Zum Einen waren das mal das Projekt Mercury oder auch das Projekt Gemini. Diese Programme hatten, wie vermutlich nicht viele Menschen wissen, den primären Zweck verschiedene Simulationen im Weltraum möglichst realitätsnah für den Menschen nachzuempfinden. Das kann etwa das Arbeiten in der Schwerelosigkeit sein, aber auch der Umgang mit großen Instrumenten auf der Außenseite der Raumkapsel im All. Da bei einer dermaßen großen Unternehmung eine ganze Menge schiefgehen kann, ist es unumgänglich für alle möglichen Fälle gerüstet zu sein.
Was ich auch erst durch dieses Buch erfahren habe, ist die Tatsache, daß eine ganze Reihe, jedoch aus unterschiedlichen Gründen, dieser Name abgelehnt wurde. Erst durch die Katastrophe an Bord der Apollo 1, die eigentlich auch einen anderen Namen hatte, wurde dieser Namen gewählt. Es war der Wunsch der drei Witwen, deren Männer bei einer Brandkatastrophe gestorben waren. Alle darauffolgenden Missionen mit den Bezeichnungen Apollo 2-7 waren wieder unbemannte Missionen ohne Menschen an Bord.
Erst mit der Mission von Apollo 8 ging es wieder für drei Raumfahrer in die Erdumlaufbahn in Stellung. Wie Zack Scott, der britische Autor dieses Buches, sehr schön zeigt, ist auch dabei eine ganze Menge an technischem Wissen verpackt. Das beginnt nicht etwa bei der Rakete und derem ausgeklügelten Antriebssystem an sich, sondern schon beim Bau der Startrampe. Von den gewaltigen Maschinen, die die Rakete auf die Startbahn bringen, wurden in Summe drei Stück produziert. Mit leichten Änderungen sind diese immer noch im Einsatz. Das gilt übrigens auch für die Aufhängung und das Gerüst auf der Startrampe. Auch hiervon sind seit den 1970er Jahren mit leichten Veränderungen und Reparaturen immer noch die gleichen Geräte im Einsatz.

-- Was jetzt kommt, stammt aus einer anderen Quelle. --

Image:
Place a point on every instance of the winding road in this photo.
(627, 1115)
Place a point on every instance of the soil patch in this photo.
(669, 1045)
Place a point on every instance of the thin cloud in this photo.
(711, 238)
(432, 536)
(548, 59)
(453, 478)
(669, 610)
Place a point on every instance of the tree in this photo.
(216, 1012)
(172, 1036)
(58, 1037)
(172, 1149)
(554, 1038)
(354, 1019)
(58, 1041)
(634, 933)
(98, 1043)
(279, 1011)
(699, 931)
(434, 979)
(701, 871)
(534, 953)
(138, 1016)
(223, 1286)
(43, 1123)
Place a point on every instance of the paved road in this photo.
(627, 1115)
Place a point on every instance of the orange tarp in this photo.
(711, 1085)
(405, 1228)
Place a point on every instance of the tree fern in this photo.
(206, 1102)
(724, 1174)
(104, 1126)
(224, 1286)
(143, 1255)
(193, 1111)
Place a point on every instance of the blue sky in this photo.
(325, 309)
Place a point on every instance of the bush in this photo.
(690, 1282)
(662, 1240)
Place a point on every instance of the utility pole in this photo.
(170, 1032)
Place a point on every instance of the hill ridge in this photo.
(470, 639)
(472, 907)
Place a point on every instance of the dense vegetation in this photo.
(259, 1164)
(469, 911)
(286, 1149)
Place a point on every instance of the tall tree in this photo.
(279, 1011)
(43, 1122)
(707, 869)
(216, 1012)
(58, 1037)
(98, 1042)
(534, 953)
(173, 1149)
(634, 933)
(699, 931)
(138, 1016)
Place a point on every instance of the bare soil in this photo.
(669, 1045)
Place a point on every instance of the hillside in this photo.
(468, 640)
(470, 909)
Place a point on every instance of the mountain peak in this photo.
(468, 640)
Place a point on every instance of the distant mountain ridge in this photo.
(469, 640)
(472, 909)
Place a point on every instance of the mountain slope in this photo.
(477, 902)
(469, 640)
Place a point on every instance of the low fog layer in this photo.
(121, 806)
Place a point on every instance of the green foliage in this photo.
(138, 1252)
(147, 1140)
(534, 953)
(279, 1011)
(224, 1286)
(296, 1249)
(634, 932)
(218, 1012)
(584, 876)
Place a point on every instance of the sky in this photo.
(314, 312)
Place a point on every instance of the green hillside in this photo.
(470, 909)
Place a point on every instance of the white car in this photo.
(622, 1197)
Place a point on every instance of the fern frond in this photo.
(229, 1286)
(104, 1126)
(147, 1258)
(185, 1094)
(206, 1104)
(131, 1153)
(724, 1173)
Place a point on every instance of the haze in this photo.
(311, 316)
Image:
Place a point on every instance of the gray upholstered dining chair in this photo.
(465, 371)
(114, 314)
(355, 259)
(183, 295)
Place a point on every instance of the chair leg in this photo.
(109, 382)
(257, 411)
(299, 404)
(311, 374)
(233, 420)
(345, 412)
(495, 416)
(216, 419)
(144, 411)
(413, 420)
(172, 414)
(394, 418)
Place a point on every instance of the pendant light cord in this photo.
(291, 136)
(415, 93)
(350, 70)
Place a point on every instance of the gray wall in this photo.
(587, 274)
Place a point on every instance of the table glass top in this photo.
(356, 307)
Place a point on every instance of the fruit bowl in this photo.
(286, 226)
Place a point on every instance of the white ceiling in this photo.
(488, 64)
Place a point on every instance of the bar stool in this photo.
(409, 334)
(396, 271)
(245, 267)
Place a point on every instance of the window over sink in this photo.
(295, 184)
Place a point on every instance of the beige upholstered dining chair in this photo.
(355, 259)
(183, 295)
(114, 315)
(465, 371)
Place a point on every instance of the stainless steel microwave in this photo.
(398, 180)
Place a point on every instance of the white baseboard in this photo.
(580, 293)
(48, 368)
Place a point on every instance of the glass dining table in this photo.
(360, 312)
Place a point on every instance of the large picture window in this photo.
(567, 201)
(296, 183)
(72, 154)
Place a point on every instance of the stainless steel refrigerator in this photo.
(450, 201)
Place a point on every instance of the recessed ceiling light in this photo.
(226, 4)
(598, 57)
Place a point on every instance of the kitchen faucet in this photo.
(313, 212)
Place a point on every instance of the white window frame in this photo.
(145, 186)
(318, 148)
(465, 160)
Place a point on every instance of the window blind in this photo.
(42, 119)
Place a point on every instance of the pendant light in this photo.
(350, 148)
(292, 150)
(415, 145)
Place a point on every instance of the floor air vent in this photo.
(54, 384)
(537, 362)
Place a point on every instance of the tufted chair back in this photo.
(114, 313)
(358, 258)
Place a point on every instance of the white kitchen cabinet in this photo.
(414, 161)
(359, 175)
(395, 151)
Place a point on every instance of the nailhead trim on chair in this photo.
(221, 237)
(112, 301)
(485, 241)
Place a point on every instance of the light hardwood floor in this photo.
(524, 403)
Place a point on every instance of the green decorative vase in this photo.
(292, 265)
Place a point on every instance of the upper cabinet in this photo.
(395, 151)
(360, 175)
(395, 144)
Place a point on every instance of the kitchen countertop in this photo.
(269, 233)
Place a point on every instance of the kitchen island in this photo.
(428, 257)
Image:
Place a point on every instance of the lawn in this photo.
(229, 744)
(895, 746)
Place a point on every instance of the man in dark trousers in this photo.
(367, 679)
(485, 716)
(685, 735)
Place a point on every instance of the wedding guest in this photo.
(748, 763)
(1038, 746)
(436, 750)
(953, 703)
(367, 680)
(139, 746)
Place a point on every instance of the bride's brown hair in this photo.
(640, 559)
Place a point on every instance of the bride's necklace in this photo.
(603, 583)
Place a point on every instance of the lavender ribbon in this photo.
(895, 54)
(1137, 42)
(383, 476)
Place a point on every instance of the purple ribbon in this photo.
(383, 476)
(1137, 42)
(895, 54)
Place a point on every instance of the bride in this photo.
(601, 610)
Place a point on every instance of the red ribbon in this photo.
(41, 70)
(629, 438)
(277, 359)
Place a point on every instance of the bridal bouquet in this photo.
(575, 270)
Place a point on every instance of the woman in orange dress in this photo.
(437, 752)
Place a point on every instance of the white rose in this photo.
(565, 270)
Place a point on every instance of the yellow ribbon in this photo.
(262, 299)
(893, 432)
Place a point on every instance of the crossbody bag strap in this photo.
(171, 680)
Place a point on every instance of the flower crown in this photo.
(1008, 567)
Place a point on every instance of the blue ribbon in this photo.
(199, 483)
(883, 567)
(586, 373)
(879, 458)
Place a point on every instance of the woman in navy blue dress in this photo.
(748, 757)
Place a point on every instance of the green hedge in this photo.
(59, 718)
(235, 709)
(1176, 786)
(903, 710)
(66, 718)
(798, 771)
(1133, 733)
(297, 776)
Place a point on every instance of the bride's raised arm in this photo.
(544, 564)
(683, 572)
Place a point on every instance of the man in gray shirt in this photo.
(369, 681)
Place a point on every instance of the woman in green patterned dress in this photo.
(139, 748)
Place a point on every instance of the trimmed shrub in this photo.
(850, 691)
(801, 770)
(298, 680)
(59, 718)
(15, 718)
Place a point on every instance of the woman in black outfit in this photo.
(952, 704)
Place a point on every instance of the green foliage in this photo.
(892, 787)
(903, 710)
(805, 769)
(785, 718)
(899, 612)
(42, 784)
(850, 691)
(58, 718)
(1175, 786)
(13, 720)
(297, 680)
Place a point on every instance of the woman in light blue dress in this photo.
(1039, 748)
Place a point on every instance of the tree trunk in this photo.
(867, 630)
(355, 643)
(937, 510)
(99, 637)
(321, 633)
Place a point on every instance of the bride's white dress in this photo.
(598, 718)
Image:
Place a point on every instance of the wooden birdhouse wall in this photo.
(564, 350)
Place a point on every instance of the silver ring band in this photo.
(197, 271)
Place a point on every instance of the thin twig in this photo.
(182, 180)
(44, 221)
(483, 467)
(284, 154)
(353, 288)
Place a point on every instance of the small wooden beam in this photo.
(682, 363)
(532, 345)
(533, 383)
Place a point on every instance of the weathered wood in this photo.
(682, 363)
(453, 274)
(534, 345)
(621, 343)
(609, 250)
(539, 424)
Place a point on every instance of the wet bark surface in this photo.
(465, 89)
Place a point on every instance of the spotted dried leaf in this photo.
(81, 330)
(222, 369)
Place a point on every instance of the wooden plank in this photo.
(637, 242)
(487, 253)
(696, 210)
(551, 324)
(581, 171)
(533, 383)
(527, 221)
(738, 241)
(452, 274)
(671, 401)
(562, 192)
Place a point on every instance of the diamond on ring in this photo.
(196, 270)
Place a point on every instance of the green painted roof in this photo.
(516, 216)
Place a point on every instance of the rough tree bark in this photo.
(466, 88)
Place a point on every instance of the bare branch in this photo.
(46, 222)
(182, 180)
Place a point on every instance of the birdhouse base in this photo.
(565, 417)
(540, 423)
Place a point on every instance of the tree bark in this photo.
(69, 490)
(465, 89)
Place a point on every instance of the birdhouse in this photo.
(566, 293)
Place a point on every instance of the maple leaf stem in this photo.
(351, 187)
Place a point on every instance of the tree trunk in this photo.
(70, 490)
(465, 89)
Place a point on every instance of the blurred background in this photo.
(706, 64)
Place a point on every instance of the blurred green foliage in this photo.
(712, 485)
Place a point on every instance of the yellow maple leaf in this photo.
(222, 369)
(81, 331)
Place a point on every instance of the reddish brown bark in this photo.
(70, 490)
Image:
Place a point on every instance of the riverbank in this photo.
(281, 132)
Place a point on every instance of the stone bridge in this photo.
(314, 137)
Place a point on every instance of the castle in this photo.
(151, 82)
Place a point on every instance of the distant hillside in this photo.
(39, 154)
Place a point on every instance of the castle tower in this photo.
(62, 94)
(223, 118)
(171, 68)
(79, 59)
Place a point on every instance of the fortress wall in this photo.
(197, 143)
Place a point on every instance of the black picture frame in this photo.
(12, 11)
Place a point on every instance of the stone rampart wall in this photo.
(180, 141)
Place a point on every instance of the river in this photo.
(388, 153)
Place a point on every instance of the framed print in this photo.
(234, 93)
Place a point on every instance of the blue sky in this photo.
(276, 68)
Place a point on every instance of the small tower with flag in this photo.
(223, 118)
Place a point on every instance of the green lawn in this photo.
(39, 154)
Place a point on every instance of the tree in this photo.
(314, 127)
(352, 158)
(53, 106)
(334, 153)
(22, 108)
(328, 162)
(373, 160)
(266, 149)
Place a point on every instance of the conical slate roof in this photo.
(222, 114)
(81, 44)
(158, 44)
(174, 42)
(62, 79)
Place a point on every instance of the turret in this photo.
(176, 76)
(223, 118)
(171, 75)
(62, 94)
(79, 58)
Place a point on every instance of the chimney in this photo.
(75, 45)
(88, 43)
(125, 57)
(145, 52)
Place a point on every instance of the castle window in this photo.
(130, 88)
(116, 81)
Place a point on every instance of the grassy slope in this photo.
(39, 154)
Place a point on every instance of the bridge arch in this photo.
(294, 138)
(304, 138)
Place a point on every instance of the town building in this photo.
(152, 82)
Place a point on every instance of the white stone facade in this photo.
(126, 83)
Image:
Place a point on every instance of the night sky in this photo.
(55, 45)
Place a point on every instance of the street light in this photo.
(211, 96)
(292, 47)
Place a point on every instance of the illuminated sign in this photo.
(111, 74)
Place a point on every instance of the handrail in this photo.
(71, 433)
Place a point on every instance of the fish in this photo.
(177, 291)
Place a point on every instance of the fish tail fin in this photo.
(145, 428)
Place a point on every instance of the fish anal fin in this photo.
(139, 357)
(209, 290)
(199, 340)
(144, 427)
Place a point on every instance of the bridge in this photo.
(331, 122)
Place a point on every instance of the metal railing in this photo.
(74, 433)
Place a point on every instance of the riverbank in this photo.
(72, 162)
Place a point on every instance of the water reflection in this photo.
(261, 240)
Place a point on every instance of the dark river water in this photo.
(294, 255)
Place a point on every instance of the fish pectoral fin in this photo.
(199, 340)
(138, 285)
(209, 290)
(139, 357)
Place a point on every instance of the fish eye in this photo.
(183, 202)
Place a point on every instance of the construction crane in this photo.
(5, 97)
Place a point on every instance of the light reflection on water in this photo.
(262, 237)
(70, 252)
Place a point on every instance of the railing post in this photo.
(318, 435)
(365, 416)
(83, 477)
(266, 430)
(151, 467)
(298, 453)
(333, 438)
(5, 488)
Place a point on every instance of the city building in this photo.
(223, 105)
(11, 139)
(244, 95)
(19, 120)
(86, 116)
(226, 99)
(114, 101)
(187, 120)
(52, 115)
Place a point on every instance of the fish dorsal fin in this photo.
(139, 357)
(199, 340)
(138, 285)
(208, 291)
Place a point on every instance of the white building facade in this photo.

Herr Scott gibt neben dem technischen Wissen auch eine ganze Reihe an Informationen über die Astronauten, also die amerikanischen Raumfahrer weiter. Wie der gebildete Leser natürlich weiß, gibt es auch russische, japanische, europäische und ab nächstem Jahr wahrscheinlich auch pakistanische und indische Raumfahrer. Diese alle haben, abhängig von ihrem Herkunftsland, eine eigene Bezeichung. Daher alle Raumfahrer als „Astronauten“ zu bezeichnen, ist daher dann doch leider falsch.
Hier ist übrigens auch die kleine, wenn auch nicht allzu große Schwäche des Buches sichtbar. Alle Grafiken, die mir aber dennoch gut gefallen, sind in US-Dollar beziffert. Außerdem umschifft Herr Scott dann doch sehr gekonnt die Tatsache, daß alle aktuellen Raumfahrtprogramme über Russland laufen. Ein Astronomie begeisterter Mensch wie ich, kann jedoch über dieses Manko sicherlich hinwegsehen und freut sich darauf, viel Detailwissen über das Apolloprogramm zu erfahren.